The situation in the Kupyansk and Lyman sectors in northeastern Ukraine has intensified significantly in recent days, Col.-Gen. Olexander Syrsky, reported on Saturday, Oct. 14. Heavy fighting continues.
Syrsky is commander of the Armed Forces of Ukraine (AFU) Ground Forces, the man credited for Ukraine’s stunning counteroffensive last year, which had brought those northeastern Ukrainian towns back under AFU control.
Following a two-month recovery period after sustaining significant losses, Russian forces initiated an aggressive offensive campaign near the towns Makiivka and Kupyansk, in the northeastern part of Ukraine.
Syrsky met with troops in an unspecified part of the sector.
“The main goal of the enemy is the defeat of our troops, the encirclement of Kupyansk, and a push up to the Oskil River,” the general assessed.
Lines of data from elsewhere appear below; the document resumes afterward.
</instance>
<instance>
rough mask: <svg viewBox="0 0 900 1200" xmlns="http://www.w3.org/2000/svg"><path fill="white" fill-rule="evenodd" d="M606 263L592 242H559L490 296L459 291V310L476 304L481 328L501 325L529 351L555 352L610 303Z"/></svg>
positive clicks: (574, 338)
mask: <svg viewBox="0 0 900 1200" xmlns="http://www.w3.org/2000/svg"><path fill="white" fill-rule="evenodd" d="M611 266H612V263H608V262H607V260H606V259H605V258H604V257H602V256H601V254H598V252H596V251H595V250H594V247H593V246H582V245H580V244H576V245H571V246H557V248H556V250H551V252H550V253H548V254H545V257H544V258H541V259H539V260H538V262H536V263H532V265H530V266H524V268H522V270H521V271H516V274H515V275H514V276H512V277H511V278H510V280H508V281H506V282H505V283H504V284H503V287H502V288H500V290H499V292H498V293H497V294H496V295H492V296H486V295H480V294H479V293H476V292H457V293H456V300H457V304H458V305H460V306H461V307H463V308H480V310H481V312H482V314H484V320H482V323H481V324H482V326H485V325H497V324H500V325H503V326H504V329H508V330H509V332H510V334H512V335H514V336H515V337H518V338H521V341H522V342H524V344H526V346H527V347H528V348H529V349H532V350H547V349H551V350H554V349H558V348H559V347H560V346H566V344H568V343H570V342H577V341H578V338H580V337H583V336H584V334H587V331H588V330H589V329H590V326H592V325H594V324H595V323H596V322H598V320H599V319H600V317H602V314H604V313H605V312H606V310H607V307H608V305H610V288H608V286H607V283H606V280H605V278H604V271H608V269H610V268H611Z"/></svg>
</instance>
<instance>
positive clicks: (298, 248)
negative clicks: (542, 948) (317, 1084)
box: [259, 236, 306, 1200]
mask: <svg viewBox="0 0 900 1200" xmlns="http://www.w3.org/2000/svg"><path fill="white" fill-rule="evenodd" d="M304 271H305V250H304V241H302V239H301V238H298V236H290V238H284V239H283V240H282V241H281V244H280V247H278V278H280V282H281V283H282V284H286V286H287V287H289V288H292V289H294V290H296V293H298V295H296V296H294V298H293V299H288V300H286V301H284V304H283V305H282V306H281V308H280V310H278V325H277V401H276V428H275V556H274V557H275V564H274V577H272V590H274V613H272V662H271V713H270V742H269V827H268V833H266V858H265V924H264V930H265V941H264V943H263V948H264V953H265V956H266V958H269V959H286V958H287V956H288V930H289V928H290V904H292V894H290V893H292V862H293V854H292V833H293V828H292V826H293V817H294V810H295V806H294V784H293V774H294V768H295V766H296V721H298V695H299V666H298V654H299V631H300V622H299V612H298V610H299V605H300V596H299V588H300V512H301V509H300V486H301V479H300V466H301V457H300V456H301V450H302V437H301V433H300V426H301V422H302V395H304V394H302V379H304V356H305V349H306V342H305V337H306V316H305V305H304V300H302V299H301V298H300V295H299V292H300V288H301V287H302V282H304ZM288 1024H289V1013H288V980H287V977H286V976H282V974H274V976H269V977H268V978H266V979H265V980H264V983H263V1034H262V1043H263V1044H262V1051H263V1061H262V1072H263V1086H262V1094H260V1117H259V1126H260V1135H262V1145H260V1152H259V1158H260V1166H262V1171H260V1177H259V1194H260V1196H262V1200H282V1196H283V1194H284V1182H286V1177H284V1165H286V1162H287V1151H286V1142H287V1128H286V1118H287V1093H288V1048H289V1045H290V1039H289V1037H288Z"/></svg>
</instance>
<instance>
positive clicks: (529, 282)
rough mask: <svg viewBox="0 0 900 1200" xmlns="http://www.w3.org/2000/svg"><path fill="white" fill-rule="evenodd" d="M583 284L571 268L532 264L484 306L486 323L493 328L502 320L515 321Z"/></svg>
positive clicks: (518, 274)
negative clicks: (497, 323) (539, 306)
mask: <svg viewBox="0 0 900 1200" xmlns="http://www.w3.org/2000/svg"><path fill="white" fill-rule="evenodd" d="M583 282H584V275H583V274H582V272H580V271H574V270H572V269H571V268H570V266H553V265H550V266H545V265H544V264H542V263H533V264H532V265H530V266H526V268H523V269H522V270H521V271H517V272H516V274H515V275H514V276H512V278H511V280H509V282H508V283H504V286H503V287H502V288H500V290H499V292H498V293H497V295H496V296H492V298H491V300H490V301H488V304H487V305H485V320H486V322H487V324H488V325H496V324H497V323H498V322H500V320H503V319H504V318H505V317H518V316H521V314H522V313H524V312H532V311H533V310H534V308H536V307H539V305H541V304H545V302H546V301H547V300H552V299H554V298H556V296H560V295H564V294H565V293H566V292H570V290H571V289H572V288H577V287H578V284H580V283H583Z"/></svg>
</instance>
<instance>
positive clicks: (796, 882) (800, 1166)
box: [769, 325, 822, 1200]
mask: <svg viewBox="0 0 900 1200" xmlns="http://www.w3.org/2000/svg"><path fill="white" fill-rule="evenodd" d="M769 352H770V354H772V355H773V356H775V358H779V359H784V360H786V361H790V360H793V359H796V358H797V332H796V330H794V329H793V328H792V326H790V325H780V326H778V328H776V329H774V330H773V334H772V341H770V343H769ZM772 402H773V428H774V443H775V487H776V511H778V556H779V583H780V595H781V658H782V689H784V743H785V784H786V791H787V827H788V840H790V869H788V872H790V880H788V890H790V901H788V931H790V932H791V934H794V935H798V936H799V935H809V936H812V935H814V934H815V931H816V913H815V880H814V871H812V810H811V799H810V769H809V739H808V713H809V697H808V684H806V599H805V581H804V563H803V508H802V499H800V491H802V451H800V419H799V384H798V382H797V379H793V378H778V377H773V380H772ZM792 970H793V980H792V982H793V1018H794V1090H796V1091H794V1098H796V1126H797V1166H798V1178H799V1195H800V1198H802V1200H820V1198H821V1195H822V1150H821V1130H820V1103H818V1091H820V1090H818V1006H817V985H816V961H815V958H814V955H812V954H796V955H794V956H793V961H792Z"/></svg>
In recent weeks Russian forces have targeted the bridges across the Oskil River in an attempt to cut off the AFU’s supply and exit routes.
“Every day, the enemy carries out dozens of attacks by assault groups supported by armored vehicles, with heavy mortar and artillery fire on our positions,” Syrsky added.
“Our fighters were ready for such a development of events and put up a worthy resistance to the enemy, which is suffering serious losses and has not achieved any significant success.
Before the war, Kupyansk was a little-known Ukrainian town 115 kilometers (70 miles) east of Kharkiv and about 40 kilometers (25 miles) from the Russian border. In September 2022, however, the town drew international attention as the high-water mark of Kyiv’s most successful counteroffensive.
The Ukrainian assault surprised and broke through thin Russian defenses, liberating more than 6,000 square kilometers in a little more than two weeks.
Russian forces then reestablished a fighting line to the east of Kupyansk along the Zherebets River line and have been bombarding Kupyansk and adjacent villages regularly ever since.
In September 2023 Russian army planners launched renewed assaults in the Kupyansk sector but have made little or no progress against Ukrainian defenses, which have improved continually since Kyiv forces took up positions there a year ago.
To assess the situation and formulate operational strategies, Syrsky conducted on-site visits to military units responsible for defensive operations. During these visits, he said that he engaged with unit commanders, received situation reports, resolved various issues, and made decisions on subsequent actions.
In a show of support, Syrsky met and spoke with Ukrainian service members actively engaged in combat missions. He presented awards, gifts and even cash bonuses to soldiers, thanking them “for their courage, resilience, heroism and exemplary fulfilment of their military obligations.”